All that out there was still filling Tess’s heart with dread, but Kevin’s eyes were shining. ‘Don’t waste your fear, Tess. Save it up for when you need it, like the animals do.’

She smiled, despite herself, and he smiled back, more openly than he had ever done before. ‘Pigeons?’ he said.

Tess laughed, and they were friends beyond any shadow of a doubt, travelling with a common purpose. ‘I hate pigeons,’ she said. ‘Why not be something bigger and faster? We can be anything we want. No one’s going to see us in this snow.’

‘Flamingos?’

‘Eagles?’

‘Swans?’

‘Storks?’

‘Albatrosses!’

‘Yeah! Albatrosses.’ And they were, squeezing awkwardly through the hedge, running with clumsy strides across the wide meadow beyond, and finally rising with slow, graceful wing-beats into the white heart of the blizzard.

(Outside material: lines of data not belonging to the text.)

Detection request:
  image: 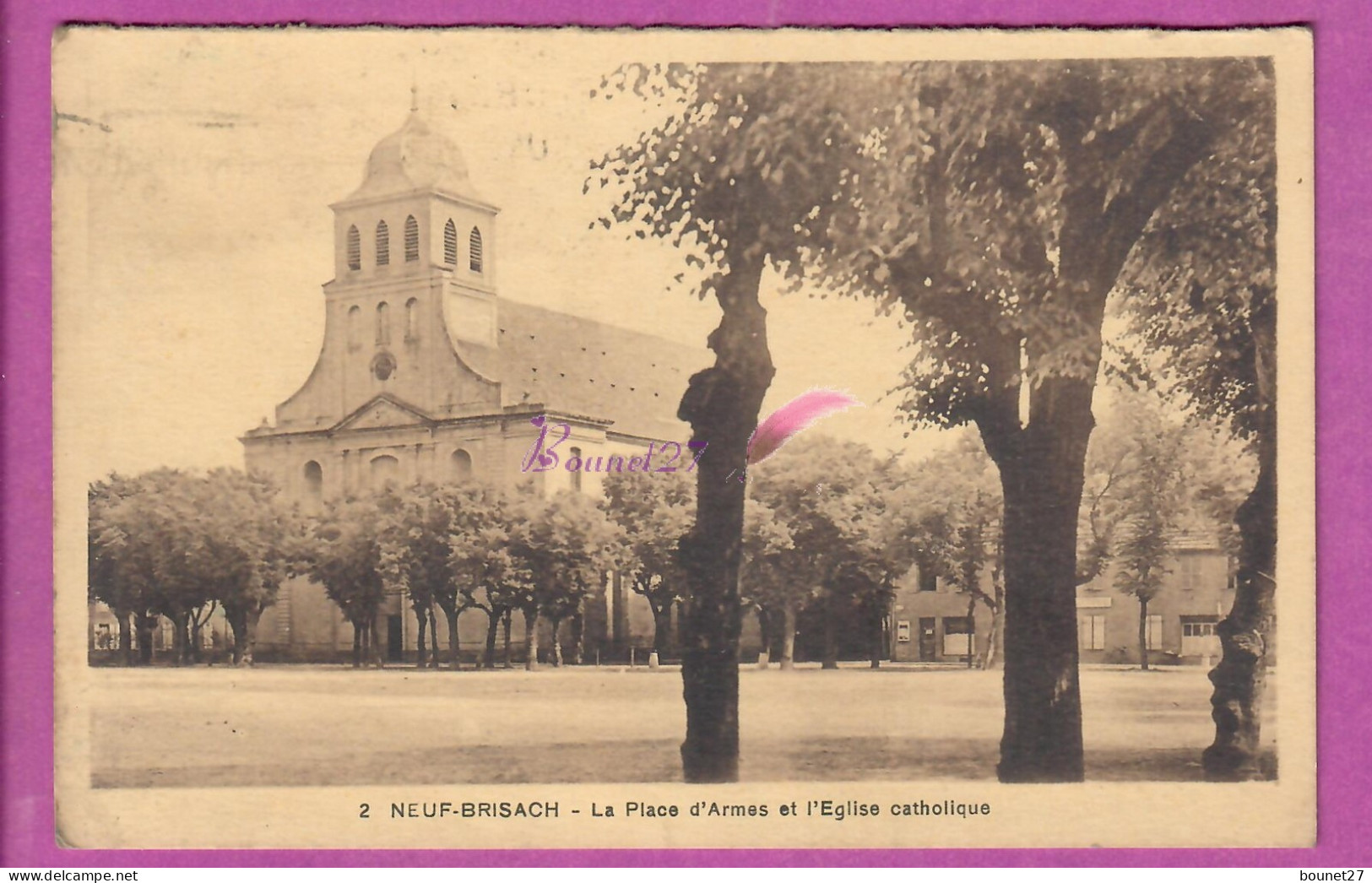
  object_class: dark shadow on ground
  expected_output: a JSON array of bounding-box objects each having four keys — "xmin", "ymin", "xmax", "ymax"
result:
[{"xmin": 90, "ymin": 736, "xmax": 1276, "ymax": 788}]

Without thinking, without even wondering how they knew, they tilted their wings and were heading north. They flew high, to avoid the hazards of tall buildings appearing out of the snow, and they stayed close together, one slightly beneath the other, so as not to lose sight of one another. Their powerful wings settled into an easy rhythm that they could have maintained for countless hours, but even so, it soon became apparent to them that they would have to choose some other means of travel. The snow was driving into their eyes and blinding them, and the winds up there were gusty and erratic, and made them swirl and spiral in a way that made it almost impossible to stay close together. On several occasions they lost sight of each other, and had to circle and call until they met up again. It was possible for them to continue on, but it would be a slow and anxious journey.